I’ve been trying to keep track of the legal dispute between the Corn Refiners (representing manufacturers of high fructose corn syrup—HFCS) and the Sugar Association, which represents growers of sugar beets and cane (sucrose).
Recall: HFCS is glucose and fructose separated, whereas sucrose is glucose and fructose stuck together. Because they are biochemically pretty much the same (enzymes that split sucrose act quickly), they have the same effects in the body.
So the dispute is about market share, not science.
First, the Corn Refiners tried to change the name of HFCS to “corn sugar.” The FDA turned this down (as well it should).
Then, the Sugar makers sued the Corn Refiners, claiming that the Corn Refiners’ public education marketing campaign was false and misleading because it promoted HFCS as “natural” (It’s not, in my opinion) and nutritionally and metabolically equivalent to other forms of sugar (which it is).

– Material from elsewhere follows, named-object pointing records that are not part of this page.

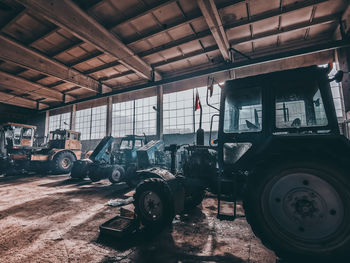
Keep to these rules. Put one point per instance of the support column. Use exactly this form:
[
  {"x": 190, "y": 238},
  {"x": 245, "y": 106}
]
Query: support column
[
  {"x": 343, "y": 59},
  {"x": 72, "y": 117},
  {"x": 109, "y": 116},
  {"x": 160, "y": 112},
  {"x": 47, "y": 118}
]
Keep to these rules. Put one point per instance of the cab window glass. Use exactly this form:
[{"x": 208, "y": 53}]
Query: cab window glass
[
  {"x": 243, "y": 110},
  {"x": 27, "y": 133},
  {"x": 126, "y": 144},
  {"x": 138, "y": 143},
  {"x": 299, "y": 104},
  {"x": 17, "y": 135}
]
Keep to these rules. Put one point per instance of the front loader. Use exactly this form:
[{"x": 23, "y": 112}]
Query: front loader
[
  {"x": 279, "y": 149},
  {"x": 19, "y": 152}
]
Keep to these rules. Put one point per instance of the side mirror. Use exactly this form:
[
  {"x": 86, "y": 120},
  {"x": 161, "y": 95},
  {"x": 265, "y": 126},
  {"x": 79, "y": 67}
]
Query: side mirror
[
  {"x": 338, "y": 77},
  {"x": 215, "y": 142}
]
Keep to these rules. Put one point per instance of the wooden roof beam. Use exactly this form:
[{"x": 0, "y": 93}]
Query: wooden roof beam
[
  {"x": 20, "y": 84},
  {"x": 26, "y": 57},
  {"x": 22, "y": 102},
  {"x": 260, "y": 36},
  {"x": 67, "y": 15},
  {"x": 212, "y": 17}
]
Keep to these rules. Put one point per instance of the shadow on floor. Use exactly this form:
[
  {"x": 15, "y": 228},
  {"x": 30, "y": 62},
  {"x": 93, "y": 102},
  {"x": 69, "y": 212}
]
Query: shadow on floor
[{"x": 189, "y": 239}]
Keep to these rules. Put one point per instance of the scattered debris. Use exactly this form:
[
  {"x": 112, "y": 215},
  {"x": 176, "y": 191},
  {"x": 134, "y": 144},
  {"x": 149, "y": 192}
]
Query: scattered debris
[{"x": 120, "y": 202}]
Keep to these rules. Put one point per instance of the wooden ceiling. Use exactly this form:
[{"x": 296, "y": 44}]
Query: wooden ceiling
[{"x": 59, "y": 51}]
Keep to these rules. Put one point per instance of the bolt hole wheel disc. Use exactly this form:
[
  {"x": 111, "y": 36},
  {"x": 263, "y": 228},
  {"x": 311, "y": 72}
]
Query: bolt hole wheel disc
[
  {"x": 65, "y": 163},
  {"x": 304, "y": 207}
]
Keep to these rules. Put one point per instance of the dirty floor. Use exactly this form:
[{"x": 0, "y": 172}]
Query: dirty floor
[{"x": 54, "y": 219}]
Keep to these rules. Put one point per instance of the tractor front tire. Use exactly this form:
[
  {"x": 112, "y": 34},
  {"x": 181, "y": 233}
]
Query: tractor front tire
[
  {"x": 153, "y": 203},
  {"x": 62, "y": 162},
  {"x": 80, "y": 169},
  {"x": 301, "y": 210},
  {"x": 116, "y": 174}
]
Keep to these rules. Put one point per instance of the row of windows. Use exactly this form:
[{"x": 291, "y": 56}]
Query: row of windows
[
  {"x": 178, "y": 110},
  {"x": 178, "y": 114},
  {"x": 138, "y": 115}
]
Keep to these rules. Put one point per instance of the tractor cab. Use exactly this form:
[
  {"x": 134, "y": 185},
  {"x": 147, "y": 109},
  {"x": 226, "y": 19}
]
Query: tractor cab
[
  {"x": 128, "y": 147},
  {"x": 18, "y": 136},
  {"x": 64, "y": 139},
  {"x": 260, "y": 109}
]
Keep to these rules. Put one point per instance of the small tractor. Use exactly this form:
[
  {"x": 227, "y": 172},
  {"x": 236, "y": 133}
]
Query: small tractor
[
  {"x": 280, "y": 150},
  {"x": 20, "y": 155},
  {"x": 118, "y": 162}
]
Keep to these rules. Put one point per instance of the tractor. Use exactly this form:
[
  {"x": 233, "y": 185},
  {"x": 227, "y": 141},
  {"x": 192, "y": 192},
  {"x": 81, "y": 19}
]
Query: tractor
[
  {"x": 20, "y": 154},
  {"x": 278, "y": 149},
  {"x": 118, "y": 161}
]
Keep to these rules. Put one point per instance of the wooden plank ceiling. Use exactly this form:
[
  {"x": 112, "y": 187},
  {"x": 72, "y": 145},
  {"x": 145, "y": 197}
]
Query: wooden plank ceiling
[{"x": 57, "y": 51}]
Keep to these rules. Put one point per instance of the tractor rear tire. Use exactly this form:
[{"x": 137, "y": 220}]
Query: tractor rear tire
[
  {"x": 95, "y": 173},
  {"x": 153, "y": 203},
  {"x": 301, "y": 210},
  {"x": 194, "y": 200},
  {"x": 62, "y": 162},
  {"x": 116, "y": 174}
]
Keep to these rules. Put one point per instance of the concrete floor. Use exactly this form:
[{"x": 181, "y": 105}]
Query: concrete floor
[{"x": 53, "y": 219}]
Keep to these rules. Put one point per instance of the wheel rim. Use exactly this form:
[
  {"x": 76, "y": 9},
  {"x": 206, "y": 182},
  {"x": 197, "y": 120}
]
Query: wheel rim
[
  {"x": 305, "y": 207},
  {"x": 116, "y": 176},
  {"x": 151, "y": 205},
  {"x": 65, "y": 163}
]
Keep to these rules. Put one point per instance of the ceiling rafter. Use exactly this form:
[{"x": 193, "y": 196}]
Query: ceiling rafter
[
  {"x": 26, "y": 57},
  {"x": 67, "y": 15},
  {"x": 293, "y": 51},
  {"x": 260, "y": 36},
  {"x": 255, "y": 19},
  {"x": 20, "y": 84},
  {"x": 213, "y": 19},
  {"x": 278, "y": 31},
  {"x": 19, "y": 101}
]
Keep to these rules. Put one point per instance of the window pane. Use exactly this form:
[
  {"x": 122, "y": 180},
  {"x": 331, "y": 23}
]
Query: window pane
[
  {"x": 299, "y": 104},
  {"x": 243, "y": 110}
]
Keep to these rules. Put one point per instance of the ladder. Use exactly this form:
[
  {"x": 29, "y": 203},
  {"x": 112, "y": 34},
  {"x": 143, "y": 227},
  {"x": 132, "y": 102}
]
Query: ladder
[{"x": 230, "y": 198}]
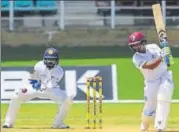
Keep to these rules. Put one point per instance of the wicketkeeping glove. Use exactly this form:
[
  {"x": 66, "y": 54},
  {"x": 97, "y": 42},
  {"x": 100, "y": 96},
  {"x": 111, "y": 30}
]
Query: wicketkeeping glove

Then, the Corn Refiners countersued on the basis that Sugar lobbying groups are tricking the public into believing that sucrose is healthier than HFCS (it’s not) and trying to create a “health halo” for sucrose (absurd).
As Food Navigator puts it, the two associations are “trading insults.”
While all this is going on, a group called Citizens for Health has filed a petition with FDA to put the concentration of fructose in HFCS on package labels. HFCS is usually 42% or 55% fructose (it is 50% in sucrose). These forms of HFCS are considered by FDA to be generally recognized as safe (GRAS).
The petition argues that some products have more fructose—65% or 90%—and should say so.
All sugars should be consumed in small quantities, but fructose especially so.
The Corn Refiners say that Citizens for Health, which sponsors a website called foodidentitytheft.com, is funded by the Sugar Association.
Also in the meantime, a new study says HFCS has nothing whatsoever to do with obesity. Guess who sponsored the study.
Advice for today: eat less sugar(s), meaning sucrose, glucose, fructose, table sugar, HFCS, corn sugar, and all the other euphemisms food companies use to deflect attention from how much their products contain.